To explore the mechanism of action of MAPK1–109aa, coimmunoprecipitation followed by MS was conducted using Flag-tagged MAPK1–109aa as bait. Among the identified precipitated proteins, MAPKK1 (MEK1) was the most abundant, which prompted us to further investigate the regulatory mechanism between MAPK1–109aa and MEK1. MEK1 is a bispecific protein kinase belonging to the MAP kinase kinase (MKK) family and an important component of the MAPK signal transduction pathway [44]. MEK1 plays a key role in the regulation of gene expression and cytoplasmic function by transmitting upstream signals to downstream response molecules [45]. MKKs phosphorylate a threonine and a tyrosine in a TXY motif in the MAPK activation loop [46]. In principle, the residues in and around this motif are also involved in the recognition and phosphorylation of the MAPK family by MKKs. That is, MEK1/2 could recognize the sequence FLTEY in MAPK1/2, which may be important for the mutual recognition of MEK1/2 and MAPK1/2. In addition, we found that MAPK1–109aa contains the phosphorylation sites and surrounding sequences of MAPK1, which suggests that MEK1 also has the potential to recognize and phosphorylate MAPK1–109aa. The binding of MAPK1–109aa to MEK1 was confirmed by subsequent immunoprecipitation and Western blot experiments.

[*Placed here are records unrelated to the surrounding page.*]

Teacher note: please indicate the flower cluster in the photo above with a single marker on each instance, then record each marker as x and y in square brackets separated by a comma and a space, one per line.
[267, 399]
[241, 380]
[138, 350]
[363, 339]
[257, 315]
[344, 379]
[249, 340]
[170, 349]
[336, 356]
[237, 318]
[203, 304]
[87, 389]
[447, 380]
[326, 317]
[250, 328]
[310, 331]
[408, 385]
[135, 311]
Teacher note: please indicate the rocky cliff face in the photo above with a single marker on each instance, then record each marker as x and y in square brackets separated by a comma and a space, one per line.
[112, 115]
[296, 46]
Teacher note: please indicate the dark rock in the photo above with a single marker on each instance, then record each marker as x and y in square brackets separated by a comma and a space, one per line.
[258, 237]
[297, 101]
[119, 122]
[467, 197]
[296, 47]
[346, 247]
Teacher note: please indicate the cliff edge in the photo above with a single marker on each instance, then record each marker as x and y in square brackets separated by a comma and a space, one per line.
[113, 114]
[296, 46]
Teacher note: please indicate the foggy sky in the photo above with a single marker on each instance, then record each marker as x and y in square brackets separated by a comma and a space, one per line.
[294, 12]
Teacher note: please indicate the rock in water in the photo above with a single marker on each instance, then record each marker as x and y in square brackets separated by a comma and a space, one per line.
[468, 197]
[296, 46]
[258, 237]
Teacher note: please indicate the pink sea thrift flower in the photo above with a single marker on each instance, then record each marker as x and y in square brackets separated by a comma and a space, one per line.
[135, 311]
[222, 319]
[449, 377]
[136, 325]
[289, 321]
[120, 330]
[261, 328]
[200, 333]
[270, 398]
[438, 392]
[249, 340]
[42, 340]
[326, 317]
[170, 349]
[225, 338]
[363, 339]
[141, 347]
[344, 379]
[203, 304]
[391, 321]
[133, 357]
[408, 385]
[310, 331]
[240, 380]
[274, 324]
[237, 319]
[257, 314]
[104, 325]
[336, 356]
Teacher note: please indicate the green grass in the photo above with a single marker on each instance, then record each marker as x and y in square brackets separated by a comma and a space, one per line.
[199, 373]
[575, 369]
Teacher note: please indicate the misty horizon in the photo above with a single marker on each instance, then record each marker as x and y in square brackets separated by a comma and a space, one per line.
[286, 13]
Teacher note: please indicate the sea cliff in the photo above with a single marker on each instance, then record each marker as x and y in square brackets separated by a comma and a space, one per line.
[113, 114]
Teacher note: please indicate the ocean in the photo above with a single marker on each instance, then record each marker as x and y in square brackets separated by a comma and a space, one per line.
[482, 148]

Studies focused on the encoding abilities of circRNA have demonstrated that some circRNAs encoding proteins play the inconsistent role with their host gene products. For instance, it has been reported that AKT3-174aa inhibits glioma tumorigenicity by decreasing activated AKT [47]. In contrast, some products encoded by circRNAs are involved in the functions of their host genes. SHPRH-146aa encoded by circSHPPH protects full-length SHPRH from degradation by the ubiquitin proteasome [14]. Here, we found that the product MAPK1–109aa encoded by circMAPK1 interfered with the function of its host gene MAPK1. A coimmunoprecipitation experiment was conducted to confirm that MAPK1–109aa competitively bound to MEK1 and inhibited the phosphorylation of MAPK1, but we did not detect the presence of phosphorylated MAPK1–109aa at a molecular weight of 13 kDa, indicating that MEK1 is unable to phosphorylate this short peptide, even if it contains the sequence of the MAPK1 activation fragment, which was consistent with a previous research [23]. CircRNAs are generated by cells through specific mechanisms, while some circRNAs can be translated into specific short peptides to regulate the function of their parental genes. This may represent an efficient feedback mechanism in cells and deserves further study. Although the sequence of the peptide translated by the circRNA was similar to that of the protein translated by the parent gene, the former has several specific aa differences from the latter. Whether these specific aa have specific functions needs further exploration. Simultaneously, we also proved that MAPK1–109aa inhibited the activation of tumor-promoting factors downstream of the MAPK1 pathway. This further showed that the short peptide MAPK1–109aa encoded by circMAPK1 can negatively regulate the cancer-promoting effect of the MAPK pathway. Besides, what’s more refreshing is that MAPK1–109aa may solve the problem of acquired drug resistance in clinical applications of MAPK pathway inhibitors since it can cooperate with MAPK pathway inhibitors to exert a tumor suppressor effect. Taken together, attributing to the suppressing effects on MAPK pathway activation, the short peptides MAPK1–109aa may be a promising inhibitor, which needs further studies on its clinical application.

In conclusion, we identified a novel downregulated circRNA derived from MAPK1 in gastric cancer. MAPK1–109aa, encoded by circMAPK1, exerts an anticancer effect by competing with MAPK1 to bind to the upstream kinase MEK1, suppressing the phosphorylation of MAPK1 and the downstream oncogenic factors. Our findings suggested that circMAPK1 may be used as a therapeutic target in GC and it also provides new treatment ideas for diseases caused by the activation of the MAPK pathway.